George Lozano:

The digital age has brought forth many changes to scholarly publishing. For instance, we now read papers, not journals. We used to read papers physically bound with other papers in an issue within a journal, but now we just read papers, downloaded individually, and independently of the journal. In addition, journals have become easier to produce. A physical medium is no longer necessary, so the production, transportation, dissemination and availability of papers have drastically increased. The former weakened the connection between papers and their respective journals; papers now are more likely to stand on their own. The latter allowed the creation of a vast number of new journals that, in principle, could easily compete at par with long-established journals.

In a previous blog, and paper, we documented that the most widely used index of journal quality, the impact factor, is becoming a poorer predictor of the quality of the papers therein. The IF already had many well documented and openly acknowledged problems, so that analysis just added another problem to its continued. The data set used for that analysis was as comprehensive as possible, and included thousand of journals. During subsequent discussions, the issue came up of whether the patterns we documented at a large scale also applied to the handful of elite journals that have traditionally deemed to be the best.
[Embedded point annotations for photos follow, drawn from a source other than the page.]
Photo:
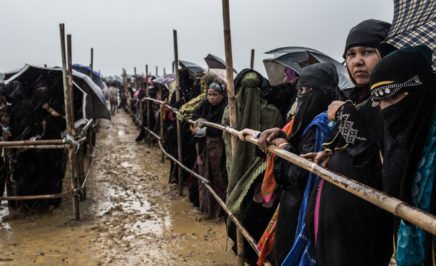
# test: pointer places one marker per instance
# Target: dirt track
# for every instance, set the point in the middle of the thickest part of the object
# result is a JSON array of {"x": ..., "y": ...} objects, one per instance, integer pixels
[{"x": 132, "y": 216}]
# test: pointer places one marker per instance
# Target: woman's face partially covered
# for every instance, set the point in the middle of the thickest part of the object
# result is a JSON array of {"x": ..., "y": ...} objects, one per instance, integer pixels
[
  {"x": 360, "y": 62},
  {"x": 214, "y": 97}
]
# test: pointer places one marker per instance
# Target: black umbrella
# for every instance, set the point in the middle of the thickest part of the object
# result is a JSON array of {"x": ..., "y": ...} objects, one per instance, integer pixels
[
  {"x": 194, "y": 69},
  {"x": 296, "y": 58},
  {"x": 213, "y": 61},
  {"x": 414, "y": 23}
]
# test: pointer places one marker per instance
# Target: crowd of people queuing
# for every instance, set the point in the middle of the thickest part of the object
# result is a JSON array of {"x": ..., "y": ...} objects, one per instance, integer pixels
[{"x": 381, "y": 132}]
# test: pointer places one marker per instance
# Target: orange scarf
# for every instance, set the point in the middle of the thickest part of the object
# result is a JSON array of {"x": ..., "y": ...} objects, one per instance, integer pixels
[{"x": 269, "y": 183}]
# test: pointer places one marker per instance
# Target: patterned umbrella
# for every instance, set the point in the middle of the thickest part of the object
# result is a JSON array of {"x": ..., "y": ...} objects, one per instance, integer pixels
[{"x": 414, "y": 23}]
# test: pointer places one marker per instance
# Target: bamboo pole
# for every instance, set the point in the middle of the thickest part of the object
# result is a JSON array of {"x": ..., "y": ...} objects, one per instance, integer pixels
[
  {"x": 252, "y": 59},
  {"x": 179, "y": 139},
  {"x": 136, "y": 78},
  {"x": 232, "y": 106},
  {"x": 161, "y": 131},
  {"x": 91, "y": 65},
  {"x": 37, "y": 197},
  {"x": 69, "y": 114},
  {"x": 68, "y": 82}
]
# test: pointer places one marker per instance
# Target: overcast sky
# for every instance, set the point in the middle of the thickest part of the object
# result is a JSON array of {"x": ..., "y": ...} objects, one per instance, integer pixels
[{"x": 129, "y": 33}]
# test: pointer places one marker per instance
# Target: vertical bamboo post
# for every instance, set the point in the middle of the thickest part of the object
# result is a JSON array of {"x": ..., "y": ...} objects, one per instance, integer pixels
[
  {"x": 252, "y": 59},
  {"x": 232, "y": 105},
  {"x": 67, "y": 82},
  {"x": 162, "y": 160},
  {"x": 91, "y": 65},
  {"x": 148, "y": 111},
  {"x": 179, "y": 141},
  {"x": 70, "y": 121}
]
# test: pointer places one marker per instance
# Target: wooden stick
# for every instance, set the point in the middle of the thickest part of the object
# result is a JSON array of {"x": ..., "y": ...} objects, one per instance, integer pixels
[
  {"x": 69, "y": 115},
  {"x": 161, "y": 107},
  {"x": 38, "y": 197},
  {"x": 232, "y": 106},
  {"x": 91, "y": 65},
  {"x": 179, "y": 139},
  {"x": 252, "y": 59}
]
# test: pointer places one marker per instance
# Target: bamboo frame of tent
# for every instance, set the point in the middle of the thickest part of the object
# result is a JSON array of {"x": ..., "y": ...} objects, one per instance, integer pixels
[
  {"x": 76, "y": 188},
  {"x": 179, "y": 139}
]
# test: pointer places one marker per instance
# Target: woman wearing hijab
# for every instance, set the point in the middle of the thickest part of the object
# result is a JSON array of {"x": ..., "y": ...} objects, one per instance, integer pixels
[
  {"x": 316, "y": 90},
  {"x": 245, "y": 169},
  {"x": 348, "y": 230},
  {"x": 404, "y": 85},
  {"x": 211, "y": 159}
]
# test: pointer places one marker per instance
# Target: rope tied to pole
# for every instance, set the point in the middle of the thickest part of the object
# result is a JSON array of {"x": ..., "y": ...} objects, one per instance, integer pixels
[{"x": 68, "y": 139}]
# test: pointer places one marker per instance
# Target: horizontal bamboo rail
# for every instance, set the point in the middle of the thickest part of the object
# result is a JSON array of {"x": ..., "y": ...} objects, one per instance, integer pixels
[
  {"x": 206, "y": 182},
  {"x": 391, "y": 204}
]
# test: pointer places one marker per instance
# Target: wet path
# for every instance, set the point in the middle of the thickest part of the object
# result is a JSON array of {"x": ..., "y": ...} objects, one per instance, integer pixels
[{"x": 132, "y": 216}]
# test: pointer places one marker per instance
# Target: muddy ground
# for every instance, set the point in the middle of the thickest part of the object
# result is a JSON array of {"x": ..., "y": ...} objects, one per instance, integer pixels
[{"x": 132, "y": 216}]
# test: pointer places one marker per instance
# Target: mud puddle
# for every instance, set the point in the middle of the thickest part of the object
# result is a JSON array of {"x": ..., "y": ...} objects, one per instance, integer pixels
[{"x": 132, "y": 216}]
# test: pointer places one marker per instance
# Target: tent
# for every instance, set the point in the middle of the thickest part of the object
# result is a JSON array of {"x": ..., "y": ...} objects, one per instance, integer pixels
[{"x": 89, "y": 100}]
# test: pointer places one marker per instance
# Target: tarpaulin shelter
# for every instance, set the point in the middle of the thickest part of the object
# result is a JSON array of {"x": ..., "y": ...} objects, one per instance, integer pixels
[
  {"x": 217, "y": 66},
  {"x": 87, "y": 95},
  {"x": 296, "y": 58}
]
Hence, in a follow-up paper we examined Nature, Science Cell, Lancet, NEJM, JAMA and PNAS (just in case, the last 3 are New Engl. J. Med., J. Am. Med. Ass., and Proc. Natl. Acad. Sci.). We identified the 1% and 5% most cited papers in every year in the past 40 years, and determined the percentage of these papers being published by each of these elite journals. In all cases, except for JAMA and the Lancet, the proportion of top papers published by elite journals has been declining since the late-eighties.